When Toronto-based filmmaker Doug Brown finished up work on his first documentary, Never Enough (about collectors), he knew he had some unfinished business to attend to, and he knew it needed to take the form of another documentary. Brown, a massive record collector himself, had been pumping tons of money into grindcore records for years, and the fact that this seemed to puzzle a lot of people made him realize he needed to tell grindcore's story. So Slave To The Grind was born.

"There's something really special and intimate about the grind community," says Brown, who, when not talking about obscure grindcore bands works as a school teacher, teaching World Religions and film studies. "And it's not just my love for the music, it's my love for how they're approaching the ethos of grindcore, the DIY ethic. So as I've been telling people about this, everyone is always very fascinated: 'How do you trust these people, that the record is going to arrive?' I say, 'It does. It just does.' It's a hard thing to explain. Based on all the interest people had with my spending habits in grindcore, I thought, you know what? There's something that needs to be said here."

So he got a small crew together (five people total) and tried to set up an interview with Carcass when they rolled through town. He said if he got the interview, he'd start the documentary. He didn't get the interview, but started the documentary anyway. Brown has lots to say about grindcore, and it was too late: the idea was in him, and the movie was going to be made (he's currently trying to get another Carcass interview set up).

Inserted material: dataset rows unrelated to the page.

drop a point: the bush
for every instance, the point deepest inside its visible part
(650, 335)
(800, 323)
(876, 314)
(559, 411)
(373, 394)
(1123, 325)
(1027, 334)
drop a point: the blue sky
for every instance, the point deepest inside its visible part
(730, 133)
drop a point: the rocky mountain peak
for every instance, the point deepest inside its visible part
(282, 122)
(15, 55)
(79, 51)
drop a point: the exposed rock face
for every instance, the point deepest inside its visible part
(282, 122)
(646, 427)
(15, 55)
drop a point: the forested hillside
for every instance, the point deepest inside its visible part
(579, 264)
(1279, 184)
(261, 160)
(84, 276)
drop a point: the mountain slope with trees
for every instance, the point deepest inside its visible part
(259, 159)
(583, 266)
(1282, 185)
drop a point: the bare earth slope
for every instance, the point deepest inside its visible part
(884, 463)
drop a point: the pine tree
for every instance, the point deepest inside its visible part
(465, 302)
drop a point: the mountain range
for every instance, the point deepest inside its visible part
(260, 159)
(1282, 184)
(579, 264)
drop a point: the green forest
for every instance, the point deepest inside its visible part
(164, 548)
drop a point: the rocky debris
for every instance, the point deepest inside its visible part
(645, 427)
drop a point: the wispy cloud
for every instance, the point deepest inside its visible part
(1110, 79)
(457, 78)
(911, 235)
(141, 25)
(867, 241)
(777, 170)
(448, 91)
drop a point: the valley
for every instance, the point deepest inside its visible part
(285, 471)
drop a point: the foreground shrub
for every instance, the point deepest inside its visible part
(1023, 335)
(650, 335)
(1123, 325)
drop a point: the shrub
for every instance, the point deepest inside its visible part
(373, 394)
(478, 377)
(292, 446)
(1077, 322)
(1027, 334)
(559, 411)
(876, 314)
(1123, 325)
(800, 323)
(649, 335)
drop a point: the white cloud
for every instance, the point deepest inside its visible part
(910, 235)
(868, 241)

"There's nothing more that I have found that human beings can do to push a boundary as far as grindcore has," says Brown. "And as a record collector, I have pushing 6000 albums, 1000 45s, and a couple thousand CDs. All I do is research music and human boundaries. I have minimalist Ethiopian funk from the 70s, and not just one album of it, but a crate full. I truly dig deep and try to find, what is the boundaries of thought. Same with literature I read and whatnot. And to me the most extreme musical boundary of any genre I have found so far is grindcore."

Brown says that he doesn't only listen to extreme music, either: he has just as many jazz albums as metal albums in that collection. He says grindcore is "pushing an intellectual boundary that no one else has done so far, and it's coupled with an ethos and a lot of things that people would be very disgusted by, and it's also coupled with humour."

"It's the package deal," he continues, his enthusiasm for the genre truly remarkable (and much appreciated by a fellow grindcore enthusiast like myself), "and to me that's what's very exciting: it's all of these things at once yet it's very unassuming. These bands are not going out and making millions of dollars being the forerunners of pushing human boundaries. No, they're choosing to play basements and obscure clubs and they're doing it for nothing because they're slaves to this music. That to me is why grindcore is so important."

One of the bands that has been interviewed so far for Slave To The Grind is Canadian left-field grinders Fuck The Facts. Guitarist Topon Das says that Brown's movie will explore peoples' personal paths to grindcore, which he finds interesting.

"One thing that struck me recently was when Doug mentioned how the vocalist of Soilent Green, [Discordance Axis/Human Remains drummer] Dave Witte, and myself all mentioned that we started getting into music with Metallica," says Das. "I never really thought about it before, because it was just my own personal journey, but it's neat to see many other guys my age had a similar path to grindcore. We didn't wake up one day and say, 'Yeah, grindcore, argh!' There's a different journey that we all take in music and we discover a lot of different things along the way, and some of them have more of an effect on us then others. Like, there was a point that all I wanted to listen to was Bela Fleck and the Flecktones or Uzeb, and another period where all I listened to was harsh noise. I still really enjoy those things, but when I discovered grindcore something just sort of clicked a little bit more than with all the other things I had found on my musical journey. I think that's what his movie is about."

Brown will be launching a Kickstarter campaign to raise money for the three film shoots he can't afford (one of which is travelling to film drum-machine grinders Agoraphobic Nosebleed's first-ever full live set) on February 8. His hopes for the movie are modest; he's not aiming to make money or get famous off it.

"I just want the world to know this is a very authentic experience," he says. "I'm making this film because I truly believe it needs to be made. I might not be the perfect person to make it, but nobody has stepped forward and I'm just going to do it and this is all I'm going to think about for the next three years. I really just want to be an advocate for a scene that has given me so much. I truly want to give back to the community by leaving them with an archival piece on, to me, one of the most important music movements in the history of music."